Preface to the New Edition................................................................xiPreface to the First Edition..............................................................xxiOne Childhood as Underdevelopment........................................................1Two Of Elephants and Ducks...............................................................12Three The Lone Ranger's Last Ride........................................................58Four The Infantilization of the Adult Reader.............................................117Five The Innocents March into History ... and Overthrow a Government.....................154Six Conclusion...........................................................................173Notes.....................................................................................185Acknowledgments...........................................................................197
These essays were originally written for someone whose name and face I cannot remember. She was a slum dweller, a woman whom I only met twice, years ago, in Chile.

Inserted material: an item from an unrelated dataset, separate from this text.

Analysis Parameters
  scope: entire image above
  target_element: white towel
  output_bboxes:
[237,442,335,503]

Even then, I didn't notice anything special about her. Misery has a way of leveling individual nuances. In recollection, therefore, she turns into a blurred picture. She was very poor, and lived in one of the numerous shantytowns that mushroom around all big cities in Latin America. They brim with migrant workers and their families. She, like them, had built a small shack out of any stray sort of material that life had washed within her reach. I vaguely recall that she had children, and there must have been many of them. The rest is conjecture, almost a sociological construct, valid for her as for so many other women living in those subhuman conditions. Filth, disease, hunger, and a husband who was unemployed, alcoholic, or plagued by worse demons. Or maybe no husband at all. I just don't remember.

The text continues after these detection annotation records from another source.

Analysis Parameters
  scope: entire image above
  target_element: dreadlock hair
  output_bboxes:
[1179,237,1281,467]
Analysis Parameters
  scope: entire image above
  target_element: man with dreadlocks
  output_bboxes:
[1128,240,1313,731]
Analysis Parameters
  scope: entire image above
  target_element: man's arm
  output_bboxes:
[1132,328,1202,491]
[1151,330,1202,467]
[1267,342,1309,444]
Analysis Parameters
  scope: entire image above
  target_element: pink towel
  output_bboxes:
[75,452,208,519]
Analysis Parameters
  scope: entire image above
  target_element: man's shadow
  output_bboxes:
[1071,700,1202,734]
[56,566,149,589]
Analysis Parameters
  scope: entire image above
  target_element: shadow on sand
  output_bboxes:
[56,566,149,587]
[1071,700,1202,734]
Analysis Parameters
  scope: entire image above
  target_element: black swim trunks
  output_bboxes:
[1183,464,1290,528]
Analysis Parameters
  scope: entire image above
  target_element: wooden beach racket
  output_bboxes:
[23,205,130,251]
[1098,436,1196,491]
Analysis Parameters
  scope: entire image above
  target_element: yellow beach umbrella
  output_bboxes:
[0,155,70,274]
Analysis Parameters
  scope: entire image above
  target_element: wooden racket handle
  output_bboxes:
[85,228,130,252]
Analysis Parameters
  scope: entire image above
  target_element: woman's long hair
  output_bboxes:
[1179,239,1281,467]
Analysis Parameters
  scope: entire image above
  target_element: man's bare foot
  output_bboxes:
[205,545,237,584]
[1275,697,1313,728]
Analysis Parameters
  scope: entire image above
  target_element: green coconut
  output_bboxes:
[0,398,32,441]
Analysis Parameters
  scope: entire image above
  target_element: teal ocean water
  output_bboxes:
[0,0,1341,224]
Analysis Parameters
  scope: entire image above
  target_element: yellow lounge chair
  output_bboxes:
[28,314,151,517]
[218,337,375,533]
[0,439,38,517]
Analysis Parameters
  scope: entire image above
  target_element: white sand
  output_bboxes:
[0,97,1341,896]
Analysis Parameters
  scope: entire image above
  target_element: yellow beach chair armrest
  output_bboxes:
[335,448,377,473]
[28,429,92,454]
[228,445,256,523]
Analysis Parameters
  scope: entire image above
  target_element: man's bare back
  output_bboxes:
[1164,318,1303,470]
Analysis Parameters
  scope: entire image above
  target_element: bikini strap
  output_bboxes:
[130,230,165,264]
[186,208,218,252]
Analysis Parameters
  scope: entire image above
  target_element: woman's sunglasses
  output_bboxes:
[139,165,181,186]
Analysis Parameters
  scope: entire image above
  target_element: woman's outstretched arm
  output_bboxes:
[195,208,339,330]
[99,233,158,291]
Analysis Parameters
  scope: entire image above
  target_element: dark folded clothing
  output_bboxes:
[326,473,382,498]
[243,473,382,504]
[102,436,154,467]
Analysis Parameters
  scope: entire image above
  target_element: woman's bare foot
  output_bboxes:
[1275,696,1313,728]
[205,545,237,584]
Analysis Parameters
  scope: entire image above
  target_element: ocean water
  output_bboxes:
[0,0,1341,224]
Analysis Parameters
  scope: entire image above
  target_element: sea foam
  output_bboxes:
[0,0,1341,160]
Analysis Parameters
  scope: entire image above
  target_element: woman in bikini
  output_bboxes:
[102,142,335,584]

But what she said to me on the two separate occasions when we talked still rings clear. An intellectual, I suppose, remembers words better than people.
She came up to me and asked frankly if it was true that I thought people shouldn't read photo novels. Photo novels are just like comics, but instead of using drawings, they convey their romantic love stories through photographs peopled by handsome actors. When she asked me the question, I was digging a ditch. I had come to that shanty town with my students in order to help after a severe thunderstorm had left everything a sea of mud. They had been talking to the slum dwellers and had informed this particular woman of my crusade against the industrial products of fiction. Comics, soap operas, westerns, radio and TV sitcoms, love songs, films of violence-you name it-I had it under scrutiny.
So I stopped digging and answered her. It was true. I thought that photo novels were a hazard to her health and her future.
She did not seem to feel any special need for purification. "Don't do that to us, compaerito," she said in a familiar, almost tender way. "Don't take my dreams away from me."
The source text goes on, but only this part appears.